Medicines that contain pseudoephedrine work to treat congestion, according to health professionals. However, they are kept behind the counter because it can be used to make meth. States have age requirements for purchase and kids under 6 years old should not take it.

“Lots of sick day items adults may want to have are pain relievers Tylenol and Advil, ibuprofen for fever, chills, headaches, muscle aches and sinus pain,” Minges said. “Others you should have is allergy medicine such as Flonase or Zyrtec.”
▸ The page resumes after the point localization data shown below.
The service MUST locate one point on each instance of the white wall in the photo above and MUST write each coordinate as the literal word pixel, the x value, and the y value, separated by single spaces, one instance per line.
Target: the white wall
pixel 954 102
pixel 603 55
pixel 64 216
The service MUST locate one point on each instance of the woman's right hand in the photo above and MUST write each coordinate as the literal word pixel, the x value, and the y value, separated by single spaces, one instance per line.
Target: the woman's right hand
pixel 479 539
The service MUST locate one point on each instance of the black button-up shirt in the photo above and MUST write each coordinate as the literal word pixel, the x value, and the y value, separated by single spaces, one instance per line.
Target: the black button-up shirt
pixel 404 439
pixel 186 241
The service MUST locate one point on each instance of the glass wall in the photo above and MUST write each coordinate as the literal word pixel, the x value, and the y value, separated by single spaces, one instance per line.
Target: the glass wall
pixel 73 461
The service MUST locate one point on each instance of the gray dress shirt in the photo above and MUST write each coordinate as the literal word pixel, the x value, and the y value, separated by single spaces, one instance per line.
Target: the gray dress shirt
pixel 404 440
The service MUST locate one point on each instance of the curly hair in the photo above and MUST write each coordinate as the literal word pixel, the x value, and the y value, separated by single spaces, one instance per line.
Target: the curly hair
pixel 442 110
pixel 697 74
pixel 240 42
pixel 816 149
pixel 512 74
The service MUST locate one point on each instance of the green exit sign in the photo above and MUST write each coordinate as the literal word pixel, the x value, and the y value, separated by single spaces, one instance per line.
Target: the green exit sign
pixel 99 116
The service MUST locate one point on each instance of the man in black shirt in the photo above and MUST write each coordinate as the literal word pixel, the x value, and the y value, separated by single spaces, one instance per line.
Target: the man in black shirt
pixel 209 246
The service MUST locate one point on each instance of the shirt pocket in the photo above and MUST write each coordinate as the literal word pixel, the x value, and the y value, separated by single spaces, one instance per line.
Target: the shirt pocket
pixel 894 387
Minges also said that good options for treating sick adults could be cough medicine and saline nasal spray, or Claritin D or Allegra D, depending on their symptoms. His best advice for treating a sick child: be prepared.

“The best thing for kids to have as a sick day survival kit is a children’s pain reliever like acetaminophen or ibuprofen,” Minges said.

Parents should always have a thermometer on hand and, if possible, invest in a humidifier.

“This is a very important indoor thing to have to raise the moisture level. It helps with allergies and the sinuses more. Keeping one running at night is really beneficial,” Minges said.

Before taking medication, always talk to a doctor or pharmacist.

It’s also important to practice public health measures like washing hands, staying home when sick and receiving the recommended vaccines.